For a show that wiped out 99.9 percent of the human race in its first hour, it’s still been gut-wrenchingly painful to watch the first three of Battlestar Galactica’s final 10 episodes.
The remaining human fleet finds Earth at the end of the first half of this season. It turns out to be more Planet of the Apes (the original, with its “you blew it all to hell!” ending) than home-sweet -home. The dream of settling a habitable planet was the only force keeping the fleet together; when this dream turns to ashes, so does most of the cast’s fragile alliances, beliefs, and morals.
The first two episodes, for the most part, show how individual characters’ psyches react to this harsh truth. President Laura Roslin (Mary McDonnell) takes a break from public life, her cancer therapy, and her subtlety, finally shacking up with a despondent, struggling Admiral Bill Adama (Edward James Olmos). But after one of the title characters rather abruptly commits suicide, we finally see Adama mustering the strength to search for a homeland and take command of a tattered fleet.

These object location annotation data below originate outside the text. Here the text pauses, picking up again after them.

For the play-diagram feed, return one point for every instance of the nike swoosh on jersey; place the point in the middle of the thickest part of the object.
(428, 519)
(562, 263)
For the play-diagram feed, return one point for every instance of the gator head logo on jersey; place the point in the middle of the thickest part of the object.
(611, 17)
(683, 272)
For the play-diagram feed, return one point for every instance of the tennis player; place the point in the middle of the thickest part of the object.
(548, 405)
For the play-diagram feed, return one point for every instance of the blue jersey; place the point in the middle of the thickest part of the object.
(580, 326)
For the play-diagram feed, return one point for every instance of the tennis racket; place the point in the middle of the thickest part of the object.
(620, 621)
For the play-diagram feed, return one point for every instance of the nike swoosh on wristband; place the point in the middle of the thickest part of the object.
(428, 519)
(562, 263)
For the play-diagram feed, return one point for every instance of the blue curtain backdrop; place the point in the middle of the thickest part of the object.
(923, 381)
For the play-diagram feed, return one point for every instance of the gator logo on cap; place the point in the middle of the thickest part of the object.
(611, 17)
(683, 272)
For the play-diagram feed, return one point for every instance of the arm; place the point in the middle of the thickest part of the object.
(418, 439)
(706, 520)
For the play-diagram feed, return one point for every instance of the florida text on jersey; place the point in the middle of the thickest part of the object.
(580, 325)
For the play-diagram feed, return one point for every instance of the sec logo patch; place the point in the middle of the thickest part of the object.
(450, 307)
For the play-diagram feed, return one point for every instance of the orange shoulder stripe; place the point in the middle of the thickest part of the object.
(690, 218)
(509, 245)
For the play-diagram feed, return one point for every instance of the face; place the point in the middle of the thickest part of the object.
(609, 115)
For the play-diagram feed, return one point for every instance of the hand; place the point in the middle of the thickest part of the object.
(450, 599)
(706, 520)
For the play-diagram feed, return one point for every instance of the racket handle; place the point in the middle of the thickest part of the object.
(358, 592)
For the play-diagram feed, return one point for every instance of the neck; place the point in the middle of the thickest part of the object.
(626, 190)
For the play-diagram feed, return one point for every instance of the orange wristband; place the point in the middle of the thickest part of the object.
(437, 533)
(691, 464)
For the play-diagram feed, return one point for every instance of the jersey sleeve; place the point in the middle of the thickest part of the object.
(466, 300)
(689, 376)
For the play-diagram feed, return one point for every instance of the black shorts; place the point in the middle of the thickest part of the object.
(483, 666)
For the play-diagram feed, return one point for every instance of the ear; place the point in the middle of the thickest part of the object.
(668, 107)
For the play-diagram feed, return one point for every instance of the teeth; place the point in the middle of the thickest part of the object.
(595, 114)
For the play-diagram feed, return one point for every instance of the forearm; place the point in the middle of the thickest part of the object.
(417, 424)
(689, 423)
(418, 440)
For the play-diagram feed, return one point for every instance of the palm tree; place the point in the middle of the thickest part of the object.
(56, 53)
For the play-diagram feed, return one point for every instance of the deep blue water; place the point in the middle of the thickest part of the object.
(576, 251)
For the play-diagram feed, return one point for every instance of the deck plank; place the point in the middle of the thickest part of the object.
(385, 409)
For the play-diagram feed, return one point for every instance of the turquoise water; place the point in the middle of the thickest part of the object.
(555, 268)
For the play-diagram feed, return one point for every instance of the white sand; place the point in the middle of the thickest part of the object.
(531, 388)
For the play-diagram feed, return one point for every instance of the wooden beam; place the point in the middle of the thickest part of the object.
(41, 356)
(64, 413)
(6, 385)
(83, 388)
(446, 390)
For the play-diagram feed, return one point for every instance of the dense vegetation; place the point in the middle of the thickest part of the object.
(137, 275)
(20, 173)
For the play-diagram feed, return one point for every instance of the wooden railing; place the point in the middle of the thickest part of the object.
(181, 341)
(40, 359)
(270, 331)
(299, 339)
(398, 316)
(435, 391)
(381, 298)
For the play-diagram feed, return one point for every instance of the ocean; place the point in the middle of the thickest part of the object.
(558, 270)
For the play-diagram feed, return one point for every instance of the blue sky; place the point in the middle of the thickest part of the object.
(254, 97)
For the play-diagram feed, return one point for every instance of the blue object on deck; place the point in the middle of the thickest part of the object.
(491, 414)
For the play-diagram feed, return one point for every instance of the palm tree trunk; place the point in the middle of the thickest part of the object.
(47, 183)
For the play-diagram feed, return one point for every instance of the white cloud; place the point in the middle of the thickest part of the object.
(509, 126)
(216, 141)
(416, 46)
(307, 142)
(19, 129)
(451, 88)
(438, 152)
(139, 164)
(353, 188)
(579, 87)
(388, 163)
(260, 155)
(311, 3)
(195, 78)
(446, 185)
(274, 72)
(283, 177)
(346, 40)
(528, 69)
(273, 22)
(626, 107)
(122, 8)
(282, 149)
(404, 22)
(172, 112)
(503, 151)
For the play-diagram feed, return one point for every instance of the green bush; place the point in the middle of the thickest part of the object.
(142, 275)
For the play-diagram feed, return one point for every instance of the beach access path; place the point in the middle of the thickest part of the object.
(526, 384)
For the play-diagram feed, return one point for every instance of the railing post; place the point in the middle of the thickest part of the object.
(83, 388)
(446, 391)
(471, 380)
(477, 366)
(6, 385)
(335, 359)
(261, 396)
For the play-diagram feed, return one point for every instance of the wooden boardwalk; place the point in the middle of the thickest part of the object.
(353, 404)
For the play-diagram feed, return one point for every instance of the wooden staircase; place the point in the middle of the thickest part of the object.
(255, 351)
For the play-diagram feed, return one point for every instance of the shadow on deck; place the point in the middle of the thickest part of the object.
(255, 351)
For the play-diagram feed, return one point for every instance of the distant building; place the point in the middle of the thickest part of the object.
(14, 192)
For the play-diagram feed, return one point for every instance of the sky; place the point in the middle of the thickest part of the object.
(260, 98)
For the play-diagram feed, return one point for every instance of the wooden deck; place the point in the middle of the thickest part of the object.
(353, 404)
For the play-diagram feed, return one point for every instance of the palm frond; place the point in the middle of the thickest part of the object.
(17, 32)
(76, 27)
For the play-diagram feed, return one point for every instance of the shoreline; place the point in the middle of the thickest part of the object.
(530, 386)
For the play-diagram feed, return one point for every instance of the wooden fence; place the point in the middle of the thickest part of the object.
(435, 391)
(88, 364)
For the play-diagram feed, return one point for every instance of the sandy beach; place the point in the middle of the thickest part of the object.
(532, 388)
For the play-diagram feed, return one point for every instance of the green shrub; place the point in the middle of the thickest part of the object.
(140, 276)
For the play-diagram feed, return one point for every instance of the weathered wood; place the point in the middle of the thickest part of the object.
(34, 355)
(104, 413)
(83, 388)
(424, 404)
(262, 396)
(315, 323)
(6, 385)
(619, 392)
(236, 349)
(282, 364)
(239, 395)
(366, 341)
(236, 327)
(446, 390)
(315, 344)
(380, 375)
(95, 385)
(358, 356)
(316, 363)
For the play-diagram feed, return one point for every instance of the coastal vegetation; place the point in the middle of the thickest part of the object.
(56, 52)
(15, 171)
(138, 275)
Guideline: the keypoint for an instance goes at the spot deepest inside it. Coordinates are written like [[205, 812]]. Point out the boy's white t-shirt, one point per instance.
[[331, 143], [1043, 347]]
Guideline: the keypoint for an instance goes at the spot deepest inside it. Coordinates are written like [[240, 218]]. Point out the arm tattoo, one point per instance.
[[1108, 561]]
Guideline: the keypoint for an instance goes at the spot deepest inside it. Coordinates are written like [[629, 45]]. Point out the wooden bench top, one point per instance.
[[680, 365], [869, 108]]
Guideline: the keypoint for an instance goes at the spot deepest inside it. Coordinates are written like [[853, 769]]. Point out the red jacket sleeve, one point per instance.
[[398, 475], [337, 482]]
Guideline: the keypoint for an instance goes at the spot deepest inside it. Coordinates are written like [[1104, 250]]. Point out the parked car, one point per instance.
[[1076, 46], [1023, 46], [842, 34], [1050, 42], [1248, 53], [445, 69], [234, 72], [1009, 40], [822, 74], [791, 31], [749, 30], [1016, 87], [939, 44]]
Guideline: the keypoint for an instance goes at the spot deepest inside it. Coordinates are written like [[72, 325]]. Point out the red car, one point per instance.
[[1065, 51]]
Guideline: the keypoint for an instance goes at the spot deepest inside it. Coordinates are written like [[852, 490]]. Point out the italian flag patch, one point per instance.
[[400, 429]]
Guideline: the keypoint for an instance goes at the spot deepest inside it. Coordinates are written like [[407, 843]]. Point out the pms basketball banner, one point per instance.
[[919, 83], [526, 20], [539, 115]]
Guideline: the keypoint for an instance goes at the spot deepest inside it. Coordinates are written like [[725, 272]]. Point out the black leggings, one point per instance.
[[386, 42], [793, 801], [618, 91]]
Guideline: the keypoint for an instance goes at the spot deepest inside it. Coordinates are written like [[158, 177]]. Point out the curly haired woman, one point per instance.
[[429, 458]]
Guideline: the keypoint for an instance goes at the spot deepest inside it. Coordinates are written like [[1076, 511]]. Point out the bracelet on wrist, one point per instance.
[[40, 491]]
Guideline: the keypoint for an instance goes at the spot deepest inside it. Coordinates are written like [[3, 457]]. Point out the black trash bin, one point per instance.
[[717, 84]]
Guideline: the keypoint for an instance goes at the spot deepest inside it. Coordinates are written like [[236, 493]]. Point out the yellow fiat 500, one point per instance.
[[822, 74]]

And then the ever-angsty, newly-vicious Lieutenant. Felix Gaeta (Alessandro Juliani) starts his rebellion, mostly because he has little else to live for. Given how TV shows work, Gaeta must be routed. And given the show’s recent thirst for blood, our once-shy character will likely go down in flames.
However, the damage he has caused will resonate through the rest of the series; never has the show split the crew of the Galactica like this. Adama, a man who even gave Cylons amnesty, promises the rebels, “If you do this, there will be no forgiveness.”
Aside from this chaos, it’s unclear where the larger, mythic plots of the show are heading. Cavil’s “bad” Cylon forces are still somewhere out there, and the show may end with the Galactica firing its last nuclear weapons at their fleet. Ellen Tigh should be popping up for obvious reasons, though it would be regrettable if the show employed the “Ship of Lights” deus ex machina the original Battlestar used to explain strange happenings.
Even with all the action, the show’s stellar acting and thematic depth haven’t been sacrificed; the Cylons are demanding human (?) rights and facing their own mortality quite vividly, with only a single baby as the future of their race. One annoying turn of events, however, is the “un-Cyloning” of the other baby via a Grey’s Anatomy-style drama, making Cally’s horrific death last season utterly meaningless.
It’s unclear where the next few episodes after the rebellion will end up, but it is safe to say the downward spiral and tragedy has a ways to go before the situation will perk up for these tortured heroes. But really—would we want it any other frakking way?